Aissa Abdoulaye Alfary est une journaliste nigérienne à l’Office National d’édition et de Presse qui édite Le Sahel et Sahel Dimanche. Formée à la sociologie, elle traite surtout les questions liées à culture et la société.

L’un de ses combats ? La place de la femme dans la société africaine et notamment sa marginalisation dans la sphère politique. Elle déplore le fait qu’on « utilise » les femmes uniquement pour applaudir, chanter, danser face aux hommes lors des meetings politiques. Une fois au pouvoir, les dirigeants politiques placent les femmes au second rang. Aissa nous raconte également son quotidien et les inégalités qu’elle rencontre en tant que femme journaliste dans une rédaction composée en majeure partie d’hommes.

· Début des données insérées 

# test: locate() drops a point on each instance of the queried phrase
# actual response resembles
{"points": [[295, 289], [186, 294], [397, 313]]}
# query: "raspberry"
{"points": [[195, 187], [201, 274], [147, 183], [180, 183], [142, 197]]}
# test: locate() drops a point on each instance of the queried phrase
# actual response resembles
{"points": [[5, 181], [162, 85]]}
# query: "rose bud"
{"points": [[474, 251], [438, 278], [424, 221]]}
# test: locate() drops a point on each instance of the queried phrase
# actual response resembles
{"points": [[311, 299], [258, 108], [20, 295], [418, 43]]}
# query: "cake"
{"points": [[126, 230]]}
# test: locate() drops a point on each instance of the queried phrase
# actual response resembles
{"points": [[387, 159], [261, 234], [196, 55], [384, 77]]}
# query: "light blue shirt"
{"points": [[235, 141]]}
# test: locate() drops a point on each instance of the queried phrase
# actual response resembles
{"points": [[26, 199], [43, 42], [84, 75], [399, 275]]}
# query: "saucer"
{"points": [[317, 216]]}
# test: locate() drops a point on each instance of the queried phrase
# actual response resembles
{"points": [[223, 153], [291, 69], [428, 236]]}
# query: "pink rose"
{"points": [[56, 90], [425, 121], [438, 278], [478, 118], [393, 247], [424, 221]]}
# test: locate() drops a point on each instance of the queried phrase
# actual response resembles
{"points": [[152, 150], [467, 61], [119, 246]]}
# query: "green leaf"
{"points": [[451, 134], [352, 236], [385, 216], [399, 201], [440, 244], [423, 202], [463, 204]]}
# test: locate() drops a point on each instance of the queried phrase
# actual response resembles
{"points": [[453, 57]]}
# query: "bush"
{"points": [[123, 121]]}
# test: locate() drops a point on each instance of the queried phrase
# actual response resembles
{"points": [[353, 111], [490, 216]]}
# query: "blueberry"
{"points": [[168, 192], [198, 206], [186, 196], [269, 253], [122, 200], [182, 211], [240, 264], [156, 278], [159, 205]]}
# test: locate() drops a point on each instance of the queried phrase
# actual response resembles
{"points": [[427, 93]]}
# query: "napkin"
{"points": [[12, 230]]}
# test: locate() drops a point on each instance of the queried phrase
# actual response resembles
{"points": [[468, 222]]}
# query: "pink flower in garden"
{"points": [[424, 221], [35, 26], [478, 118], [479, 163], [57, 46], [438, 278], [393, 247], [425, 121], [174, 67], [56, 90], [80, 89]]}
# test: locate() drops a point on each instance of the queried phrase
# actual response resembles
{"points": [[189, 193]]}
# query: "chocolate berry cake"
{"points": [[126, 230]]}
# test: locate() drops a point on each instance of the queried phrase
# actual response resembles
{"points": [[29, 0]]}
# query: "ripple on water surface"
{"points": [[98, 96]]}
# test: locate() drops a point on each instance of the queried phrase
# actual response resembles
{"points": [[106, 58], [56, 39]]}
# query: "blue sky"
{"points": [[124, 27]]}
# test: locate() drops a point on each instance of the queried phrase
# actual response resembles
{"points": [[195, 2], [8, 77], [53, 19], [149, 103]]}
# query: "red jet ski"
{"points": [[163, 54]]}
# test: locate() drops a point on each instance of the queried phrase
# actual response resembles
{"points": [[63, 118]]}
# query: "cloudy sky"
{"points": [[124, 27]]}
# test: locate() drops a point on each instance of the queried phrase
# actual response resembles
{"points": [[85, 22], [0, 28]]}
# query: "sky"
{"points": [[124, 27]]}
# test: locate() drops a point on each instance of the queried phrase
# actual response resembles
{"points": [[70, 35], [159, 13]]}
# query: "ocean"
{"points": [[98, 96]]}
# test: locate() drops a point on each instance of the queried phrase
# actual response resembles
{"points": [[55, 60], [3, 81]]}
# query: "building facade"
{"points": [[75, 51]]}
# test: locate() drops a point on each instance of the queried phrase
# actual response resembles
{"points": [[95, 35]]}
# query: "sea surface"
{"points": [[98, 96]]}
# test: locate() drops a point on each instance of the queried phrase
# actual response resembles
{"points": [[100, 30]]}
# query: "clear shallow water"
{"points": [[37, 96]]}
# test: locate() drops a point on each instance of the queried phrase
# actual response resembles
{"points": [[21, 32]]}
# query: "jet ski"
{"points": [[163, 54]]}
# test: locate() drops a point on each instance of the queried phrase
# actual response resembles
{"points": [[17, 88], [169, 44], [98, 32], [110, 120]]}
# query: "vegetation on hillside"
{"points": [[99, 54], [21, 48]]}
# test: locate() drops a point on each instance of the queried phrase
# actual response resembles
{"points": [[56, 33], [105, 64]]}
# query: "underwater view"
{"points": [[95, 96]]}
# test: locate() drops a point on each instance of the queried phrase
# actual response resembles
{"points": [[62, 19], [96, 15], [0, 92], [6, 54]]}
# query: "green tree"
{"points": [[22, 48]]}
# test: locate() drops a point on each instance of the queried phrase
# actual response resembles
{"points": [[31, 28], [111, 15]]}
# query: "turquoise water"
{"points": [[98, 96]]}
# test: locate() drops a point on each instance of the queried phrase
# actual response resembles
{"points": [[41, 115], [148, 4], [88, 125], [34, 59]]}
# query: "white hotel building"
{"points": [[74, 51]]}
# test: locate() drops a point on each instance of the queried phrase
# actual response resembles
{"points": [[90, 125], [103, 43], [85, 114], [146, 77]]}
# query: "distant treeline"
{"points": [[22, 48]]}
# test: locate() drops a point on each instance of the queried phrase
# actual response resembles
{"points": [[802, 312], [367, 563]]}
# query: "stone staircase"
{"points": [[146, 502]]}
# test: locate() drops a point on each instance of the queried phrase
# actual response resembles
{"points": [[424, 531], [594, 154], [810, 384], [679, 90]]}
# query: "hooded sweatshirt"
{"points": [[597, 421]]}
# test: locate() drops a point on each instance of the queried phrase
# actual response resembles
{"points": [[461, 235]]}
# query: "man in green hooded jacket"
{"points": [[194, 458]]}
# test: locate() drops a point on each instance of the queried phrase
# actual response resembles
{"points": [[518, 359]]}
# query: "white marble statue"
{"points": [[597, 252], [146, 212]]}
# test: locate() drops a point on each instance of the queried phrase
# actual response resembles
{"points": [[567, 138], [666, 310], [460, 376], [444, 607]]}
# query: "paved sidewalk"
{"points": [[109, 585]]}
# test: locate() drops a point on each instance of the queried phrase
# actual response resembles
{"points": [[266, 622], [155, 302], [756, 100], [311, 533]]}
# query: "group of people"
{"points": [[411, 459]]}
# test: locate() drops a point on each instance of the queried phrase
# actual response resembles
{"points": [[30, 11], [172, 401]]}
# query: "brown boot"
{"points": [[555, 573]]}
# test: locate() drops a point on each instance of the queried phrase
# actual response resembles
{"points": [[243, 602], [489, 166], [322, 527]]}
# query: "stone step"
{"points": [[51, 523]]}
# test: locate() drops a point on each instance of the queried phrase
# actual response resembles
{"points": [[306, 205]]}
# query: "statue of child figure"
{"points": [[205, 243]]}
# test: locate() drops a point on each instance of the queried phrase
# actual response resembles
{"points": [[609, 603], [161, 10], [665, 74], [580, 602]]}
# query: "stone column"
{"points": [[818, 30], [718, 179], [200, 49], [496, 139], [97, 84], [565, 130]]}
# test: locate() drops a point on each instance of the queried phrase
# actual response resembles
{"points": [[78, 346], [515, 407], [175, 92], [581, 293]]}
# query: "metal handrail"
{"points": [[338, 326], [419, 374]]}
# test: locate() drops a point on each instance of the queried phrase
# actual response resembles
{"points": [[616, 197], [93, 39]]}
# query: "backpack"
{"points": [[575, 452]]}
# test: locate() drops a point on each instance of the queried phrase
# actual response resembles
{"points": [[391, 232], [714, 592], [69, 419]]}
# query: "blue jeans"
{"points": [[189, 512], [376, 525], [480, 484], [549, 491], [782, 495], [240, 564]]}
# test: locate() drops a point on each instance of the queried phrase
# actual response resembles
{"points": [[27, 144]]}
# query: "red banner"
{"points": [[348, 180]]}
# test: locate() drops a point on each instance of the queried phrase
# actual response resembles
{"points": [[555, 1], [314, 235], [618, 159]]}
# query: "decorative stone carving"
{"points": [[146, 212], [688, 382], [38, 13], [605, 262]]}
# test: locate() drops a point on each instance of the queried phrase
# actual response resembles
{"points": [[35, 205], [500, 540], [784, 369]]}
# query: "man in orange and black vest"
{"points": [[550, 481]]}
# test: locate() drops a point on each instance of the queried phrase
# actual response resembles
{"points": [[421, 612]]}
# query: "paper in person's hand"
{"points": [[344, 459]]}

Venue à Paris via Flamme d’Afrique pour couvrir la COP21, cette jeune journaliste nigérienne cherche par ailleurs à savoir ce que pense la société civile du groupe Areva et de la pollution de l’environnement dans les zones que cette société exploite au Niger. Une problématique déjà relatée par Greenpeace dans un rapport en 2010. Pour rappel, le Niger est l’un des pays les plus pauvres du monde malgré le fait qu’il soit le quatrième producteur mondial d’uranium, également riche en pétrole, en fer, en phosphate, or ou manganèse.